My biggest criticism of this book relates to its title, which, to say the least, is confusing. The conjoining of “statistical,” “systems,” and “GPSS” implies that these terms are mutually exclusive foci of simulation, whereas GPSS is only one vehicle for the implementation of certain simulations. A much more apposite title would have been The design and implementation of discrete event simulations using GPSS.
The authors have set out to introduce the theory and implementation of discrete event simulations. To achieve this successfully, they say, a text should provide a theoretical basis for the simulation methodology, together with sufficient details of an implementation language. These should be exemplified together in case studies. On the whole, Karian and Dudewicz have been successful in their quest.
The text begins with an overview of computer simulation that attempts to place discrete event simulation in a wider context. The first chapter focuses on the single-server queue. Some aspects of the discussion, such as queue representation and sorting techniques, might seem superfluous in a text unconcerned with the implementation of simulation languages. This material reflects the somewhat low-level nature of GPSS, the language used throughout the book. GPSS is introduced in the second chapter.
The design and testing of a basic generator of uniformly distributed pseudorandom numbers is treated in depth in chapter 3. The succeeding chapter deals with the generation of random variables from a range of distributions commonly used in discrete event simulation. These chapters contain some sound advice, linked to information that should be understood by all discrete event simulationists. An important omission from these chapters is the consideration of the selection or automatic generation of random number generator seeds that ensure well-separated streams. If this is ignored, then the simulation results could be useless, however carefully the generators themselves have been selected.
GPSS is treated in successively greater depth in chapters 5 and 7. Each chapter has a number of examples, which illustrate most of the features described. Sandwiched between this treatment of the language is an important overview of the statistical design and analysis of simulations. Many texts discuss how to implement simulations, but unlike this one, few address the design of the simulations, so that the reader can determine the simulation time required to achieve the goal of the study. A few more worked examples might have been useful for the reader to whom statistics is not second nature. The book concludes with an extensive case study that brings into play a lot of the material introduced earlier.
The book comes with a disk (for DOS machines) that contains GPSS/PC, a limited version of GPSS for educational use. The examples illustrated in the text, or simplifications thereof, are included on the disk.
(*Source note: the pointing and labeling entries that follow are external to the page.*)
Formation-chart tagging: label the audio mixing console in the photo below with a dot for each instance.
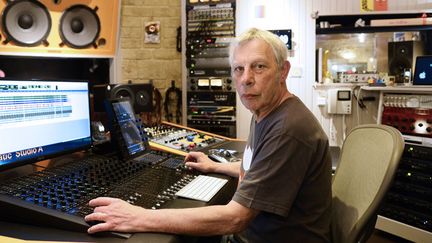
(181, 140)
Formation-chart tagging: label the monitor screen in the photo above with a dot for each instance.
(285, 36)
(42, 119)
(133, 138)
(423, 71)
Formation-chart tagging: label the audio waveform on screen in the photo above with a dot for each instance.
(15, 109)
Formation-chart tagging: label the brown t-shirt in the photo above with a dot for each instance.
(286, 175)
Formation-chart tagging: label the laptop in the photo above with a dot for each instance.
(423, 71)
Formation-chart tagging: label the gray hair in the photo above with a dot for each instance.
(279, 48)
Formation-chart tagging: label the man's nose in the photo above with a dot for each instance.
(247, 77)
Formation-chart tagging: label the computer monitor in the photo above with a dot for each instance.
(126, 130)
(423, 71)
(41, 119)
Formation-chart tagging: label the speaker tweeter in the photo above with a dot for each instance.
(79, 27)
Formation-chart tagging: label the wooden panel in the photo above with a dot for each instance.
(106, 43)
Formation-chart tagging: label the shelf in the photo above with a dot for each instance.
(399, 89)
(338, 85)
(371, 29)
(347, 23)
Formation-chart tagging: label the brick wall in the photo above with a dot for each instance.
(141, 61)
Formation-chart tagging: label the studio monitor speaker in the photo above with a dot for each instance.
(140, 95)
(402, 56)
(82, 28)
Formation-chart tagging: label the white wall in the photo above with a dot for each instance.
(296, 15)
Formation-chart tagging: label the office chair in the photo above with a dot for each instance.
(367, 164)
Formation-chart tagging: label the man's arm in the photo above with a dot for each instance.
(118, 215)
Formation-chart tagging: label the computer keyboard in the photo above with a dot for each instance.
(202, 188)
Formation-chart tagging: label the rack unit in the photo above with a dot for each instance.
(210, 96)
(407, 211)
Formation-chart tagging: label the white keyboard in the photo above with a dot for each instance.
(202, 188)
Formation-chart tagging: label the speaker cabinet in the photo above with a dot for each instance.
(401, 56)
(81, 28)
(140, 95)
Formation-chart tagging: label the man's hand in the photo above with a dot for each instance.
(200, 162)
(114, 215)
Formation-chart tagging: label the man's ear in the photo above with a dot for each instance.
(285, 70)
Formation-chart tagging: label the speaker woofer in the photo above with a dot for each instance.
(26, 22)
(79, 26)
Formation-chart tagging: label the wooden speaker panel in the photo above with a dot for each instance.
(79, 28)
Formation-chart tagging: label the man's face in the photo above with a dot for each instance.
(258, 80)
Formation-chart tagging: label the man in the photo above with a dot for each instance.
(284, 192)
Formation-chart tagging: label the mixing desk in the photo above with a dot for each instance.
(59, 196)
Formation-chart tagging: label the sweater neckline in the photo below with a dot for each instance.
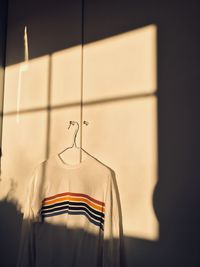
(66, 165)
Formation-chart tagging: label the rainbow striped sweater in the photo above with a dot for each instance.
(71, 216)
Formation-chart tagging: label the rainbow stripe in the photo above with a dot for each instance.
(74, 204)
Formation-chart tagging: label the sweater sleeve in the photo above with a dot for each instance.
(112, 235)
(26, 246)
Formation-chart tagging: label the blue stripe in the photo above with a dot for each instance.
(73, 213)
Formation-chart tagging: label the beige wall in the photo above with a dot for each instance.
(119, 102)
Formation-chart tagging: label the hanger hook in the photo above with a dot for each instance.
(75, 135)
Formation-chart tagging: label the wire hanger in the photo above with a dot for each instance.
(75, 135)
Before concluding, I must add my own caveat, implied earlier, that some other software tools for discrete event simulation are much easier, and consequently safer, to use than GPSS. Having said that, GPSS is more widely available than many alternatives. For those who wish to learn how to design discrete event simulations and implement them in GPSS, this book is a good resource. The book could be used in upper-division undergraduate or graduate classes, or by individuals, both professional and amateur. For the reader not committed to GPSS, much of the text will be superfluous.